Berita

Breaking News

30 Ribu Benih Lobster Kembali ke Laut, Polres Metro Tangerang Kota Pilih Selamatkan Ekosistem

Dok.foto : Sumber Humas 


TANGERANG,–Puluhan ribu benih bening lobster (BBL) yang sempat diselamatkan dari praktik perikanan ilegal kini kembali menghirup kebebasan. Polres Metro Tangerang Kota melepasliarkan sekitar 30.000 ekor benih lobster jenis pasir ke habitat aslinya di Perairan Labuan Caringin, Kabupaten Pandeglang, Banten, Jumat (26/12/2025).

Benih lobster tersebut merupakan barang bukti hasil pengungkapan kasus tindak pidana perikanan, yang selanjutnya diputuskan untuk dikembalikan ke laut sebagai bentuk kepedulian terhadap kelestarian sumber daya kelautan nasional.

Langkah pelepasliaran ini dilakukan dengan pendampingan Kementerian Kelautan dan Perikanan (KKP), sekaligus menjadi bagian dari proses penegakan hukum yang tidak hanya berorientasi pada sanksi pidana, tetapi juga penyelamatan ekosistem.

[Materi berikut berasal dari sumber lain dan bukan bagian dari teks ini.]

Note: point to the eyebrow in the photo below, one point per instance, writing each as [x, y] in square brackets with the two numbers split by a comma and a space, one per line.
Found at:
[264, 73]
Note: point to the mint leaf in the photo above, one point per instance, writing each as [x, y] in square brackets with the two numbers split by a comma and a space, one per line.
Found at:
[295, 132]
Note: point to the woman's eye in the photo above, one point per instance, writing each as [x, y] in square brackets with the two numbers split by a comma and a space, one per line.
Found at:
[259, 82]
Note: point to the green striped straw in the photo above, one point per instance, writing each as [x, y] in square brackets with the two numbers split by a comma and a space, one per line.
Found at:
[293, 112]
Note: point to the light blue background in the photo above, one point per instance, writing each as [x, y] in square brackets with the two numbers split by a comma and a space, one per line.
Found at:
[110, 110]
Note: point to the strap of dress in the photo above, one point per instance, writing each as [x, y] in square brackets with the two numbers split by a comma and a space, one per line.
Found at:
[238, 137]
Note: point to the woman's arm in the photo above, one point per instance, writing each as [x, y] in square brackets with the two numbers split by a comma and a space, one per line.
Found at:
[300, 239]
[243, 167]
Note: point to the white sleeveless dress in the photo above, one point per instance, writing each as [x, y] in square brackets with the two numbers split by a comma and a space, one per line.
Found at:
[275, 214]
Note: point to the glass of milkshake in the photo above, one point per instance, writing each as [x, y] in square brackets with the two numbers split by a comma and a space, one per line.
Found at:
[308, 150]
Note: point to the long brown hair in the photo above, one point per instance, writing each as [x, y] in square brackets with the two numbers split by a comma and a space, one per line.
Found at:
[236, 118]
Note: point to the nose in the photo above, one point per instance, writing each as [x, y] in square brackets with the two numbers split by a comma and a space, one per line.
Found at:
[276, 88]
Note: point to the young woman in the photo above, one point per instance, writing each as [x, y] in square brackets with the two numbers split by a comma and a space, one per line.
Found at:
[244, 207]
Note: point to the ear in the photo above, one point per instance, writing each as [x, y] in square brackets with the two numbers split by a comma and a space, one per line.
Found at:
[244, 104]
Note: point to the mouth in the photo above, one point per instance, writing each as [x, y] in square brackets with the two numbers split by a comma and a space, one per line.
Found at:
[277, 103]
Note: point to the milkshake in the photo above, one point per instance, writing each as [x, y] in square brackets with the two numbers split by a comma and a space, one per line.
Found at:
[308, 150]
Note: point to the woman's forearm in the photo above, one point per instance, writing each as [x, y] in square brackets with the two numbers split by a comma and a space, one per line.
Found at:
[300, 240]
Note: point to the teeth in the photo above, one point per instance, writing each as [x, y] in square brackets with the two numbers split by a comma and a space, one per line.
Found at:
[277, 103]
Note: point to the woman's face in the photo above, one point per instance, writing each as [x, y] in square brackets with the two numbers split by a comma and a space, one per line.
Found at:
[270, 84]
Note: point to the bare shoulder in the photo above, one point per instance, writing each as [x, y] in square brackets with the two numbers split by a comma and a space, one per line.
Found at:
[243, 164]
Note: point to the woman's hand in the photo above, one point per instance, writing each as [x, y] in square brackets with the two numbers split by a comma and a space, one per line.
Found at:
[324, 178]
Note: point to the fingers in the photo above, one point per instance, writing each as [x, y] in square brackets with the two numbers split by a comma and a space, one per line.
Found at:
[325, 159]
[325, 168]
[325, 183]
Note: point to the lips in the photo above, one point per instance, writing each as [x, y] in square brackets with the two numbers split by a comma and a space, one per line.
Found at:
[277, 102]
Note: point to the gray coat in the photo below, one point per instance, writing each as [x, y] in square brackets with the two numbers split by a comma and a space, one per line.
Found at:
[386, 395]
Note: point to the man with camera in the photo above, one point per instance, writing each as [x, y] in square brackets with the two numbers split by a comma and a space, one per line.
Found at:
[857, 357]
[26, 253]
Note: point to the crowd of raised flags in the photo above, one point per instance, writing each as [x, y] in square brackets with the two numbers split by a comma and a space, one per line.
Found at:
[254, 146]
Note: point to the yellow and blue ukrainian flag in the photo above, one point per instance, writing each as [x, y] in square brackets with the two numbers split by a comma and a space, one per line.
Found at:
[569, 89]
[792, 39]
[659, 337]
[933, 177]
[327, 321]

Kasat Reskrim Polres Metro Tangerang Kota Kompol Awaludin Kanur menyampaikan bahwa pelepasliaran BBL merupakan wujud nyata tanggung jawab aparat penegak hukum terhadap masa depan laut Indonesia.

“Benih lobster ini adalah aset hayati yang harus dilindungi. Dengan dilepasliarkan kembali, kami berharap populasi lobster dapat terus terjaga dan berkembang secara alami,” ujarnya.

Kegiatan tersebut dipimpin oleh Unit Kriminal Khusus Satreskrim Polres Metro Tangerang Kota, di bawah komando AKP Rahis Fadhlillah, serta melibatkan petugas teknis dari Balai Pengelolaan Sumber Daya Pesisir dan Laut (BPSPL) UPT Pandeglang. Seluruh benih lobster dipastikan dalam kondisi hidup dan layak dilepas ke laut lepas.

Kapolres Metro Tangerang Kota Kombes Pol. Dr. Raden Muhammad Jauhari menegaskan bahwa penanganan kasus perikanan harus berjalan seimbang antara penegakan hukum dan perlindungan lingkungan.

“Kami tidak hanya fokus pada penindakan pelaku, tetapi juga pada upaya menjaga keberlanjutan sumber daya laut. Laut yang sehat adalah warisan untuk generasi berikutnya,” tegasnya.

Kapolres juga mengingatkan masyarakat agar tidak tergiur praktik ilegal, khususnya penangkapan dan perdagangan benih bening lobster yang dilindungi oleh regulasi negara.

“Jangan terlibat dalam aktivitas perikanan ilegal. Keuntungan sesaat tidak sebanding dengan kerusakan ekosistem dan kerugian negara yang ditimbulkan,” pesannya.

Polres Metro Tangerang Kota memastikan komitmennya untuk terus menindak tegas kejahatan di sektor perikanan, sekaligus memperkuat kerja sama lintas instansi dan masyarakat dalam menjaga kekayaan laut Indonesia.